Comparative Example 2 In the same manner as in Comparative Example 1, the same procedure was performed without adding a blowing agent to the inorganic powder and without adding an acid for expanding the blowing agent to the binder insolubilizing bath.

Light calcium carbonate as an inorganic powder in 300 ml of polycarbonate (trade name: Silver W; manufactured by Shiraishi Industry Co., Ltd.)
Take 25 g of tap water and 75 g of tap water, sufficiently stir using a tabletop stirrer, mix and disperse, and prepare a 2 wt% sodium alginate aqueous solution prepared in advance as a binder under stirring.
g was further added and sufficiently stirred and mixed to prepare an inorganic powder slurry.

400 g of a 10% by weight aqueous solution of calcium chloride was placed in another 500 ml glass beaker and mixed to prepare a binder insolubilizing bath having a pH of 4.5 and a liquid temperature of 30 ° C.

The inorganic powder slurry was dropped from a 2 mm diameter orifice into a binder insolubilizing bath using a roller pump. The dropped inorganic powder slurry solidified in the binder insolubilization bath and accumulated on the bottom of the beaker. This bead was taken out by filtration, washed thoroughly with water, dehydrated, and dried at 105 ° C. for 4 hours. 3.5mm diameter porous bead with apparent volume 170ml / 100g
24.5 g were obtained.

Table 1 collectively shows the results of Examples 1 to 6 and Comparative Examples 1 and 2.

Examples 1 to 6 and Comparative Example 1 thus obtained
The characteristics of each of the beads No. 2 and No. 2 as a sustained-release body were evaluated.

First, each bead was immersed in water or a fragrance shown in Table 2 for 5 minutes, then pulled up, and the amount absorbed and retained in each bead was measured. Table 2 shows the results. As is clear from Table 2, Examples 1 to 6 of the beads manufactured according to the present invention show a two to three times absorption retention amount as compared with Comparative Examples 1 and 2, indicating that the beads according to the present invention are porous. The bead was found to be superior as a sustained release body.
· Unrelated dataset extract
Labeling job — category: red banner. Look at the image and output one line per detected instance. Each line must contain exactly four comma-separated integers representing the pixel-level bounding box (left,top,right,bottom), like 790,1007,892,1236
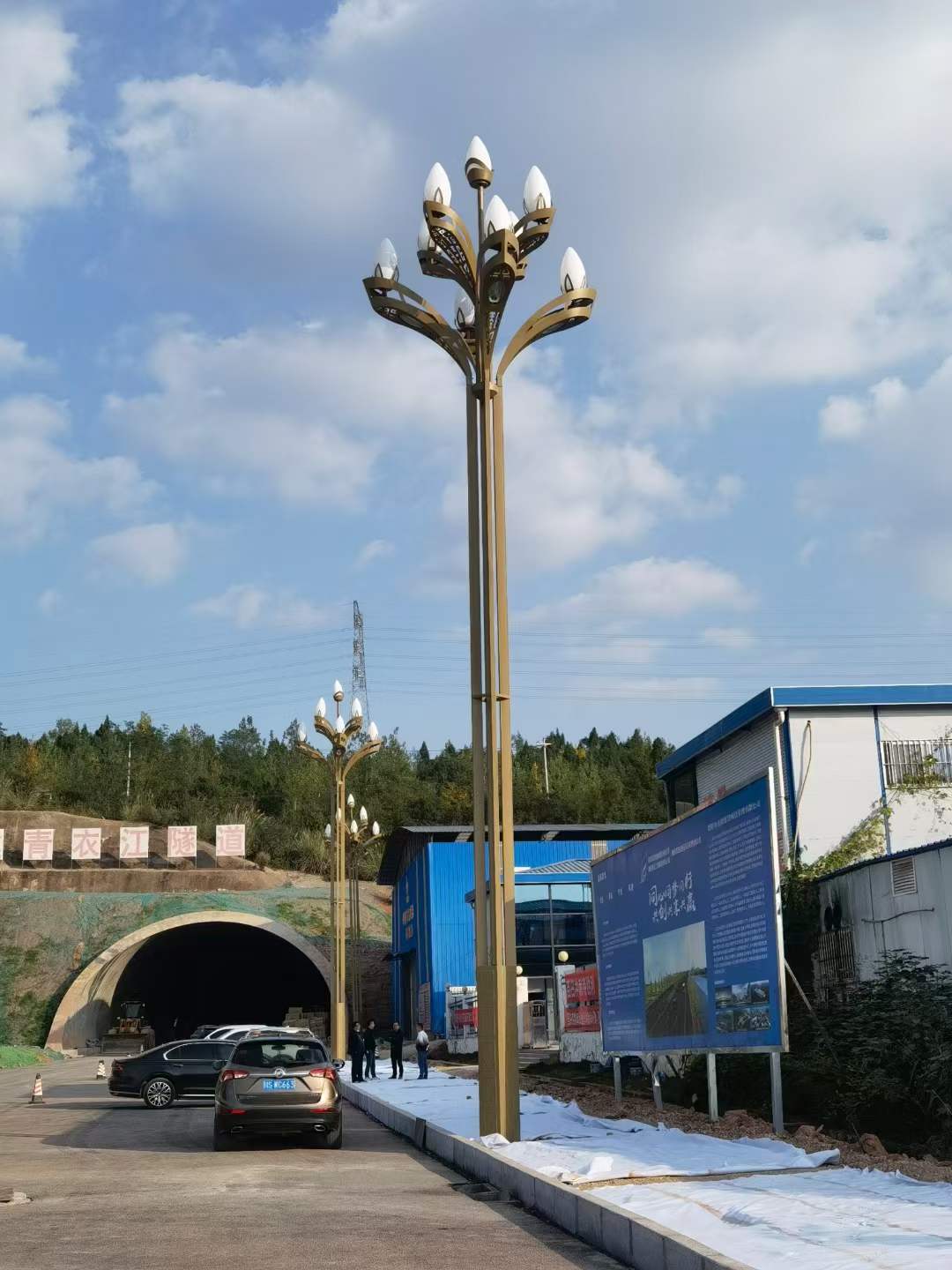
562,967,602,1031
450,1005,480,1028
Next, similarly, each bead of Examples 1 to 6 and Comparative Examples 1 and 2 was immersed in the citral of the fragrance for 5 minutes and then pulled up. It was measured. As a result, as shown in Table 3, in Comparative Examples 1 and 2, the fragrance was not emitted and the odor was eliminated in about one month, whereas the beads in Examples 1 to 6 according to the present invention had 1 After a month and a half, the odor was still smelling, and the fragrance had been released. As is clear from these results, it was found that the porous bead of the present invention can be used as a sustained-release body and can be emitted for a long period of time, and has desirable properties as a sustained-release body. .
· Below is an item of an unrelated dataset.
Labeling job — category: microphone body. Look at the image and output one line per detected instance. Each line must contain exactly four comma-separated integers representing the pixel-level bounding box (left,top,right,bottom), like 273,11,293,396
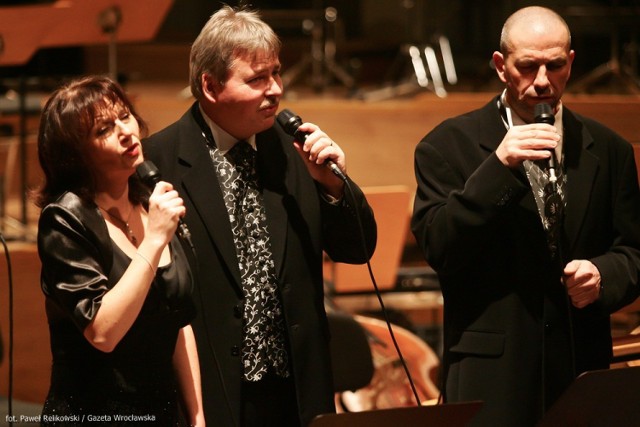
136,160,193,249
276,108,347,181
533,103,558,191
[Brief description of the drawings]

FIG. 1 is a scanning electron micrograph showing the particle structure of a porous bead manufactured according to the present invention. FIG. 2 is a schematic diagram showing a photographed portion of the particle structure shown in FIG. In the figure, reference numeral 1 denotes a porous bead, and 2 denotes a photographing unit.

Claims (2)

(57) [Claims] 1. A porous bead obtained by solidifying an inorganic powder with a binder made of an organic polymer, wherein the porous bead is formed by foaming from the inside when the inorganic powder is solidified with a binder. Formed,
Characterized in that pores leading to the outside are formed,
Porous beads. 2. A method for producing a porous bead containing an inorganic powder, comprising: an inorganic powder slurry containing an inorganic powder, a water-soluble binder and a foaming agent; and an environment for foaming the foaming agent. ,And,
A step of preparing a binder insolubilizing bath containing an insolubilizing agent that insolubilizes the water-soluble binder, and appropriately lowering the inorganic powder slurry in the binder insolubilizing bath while foaming the blowing agent in the inorganic powder slurry. Insolubilizing the water-soluble binder and solidifying it in a bead form.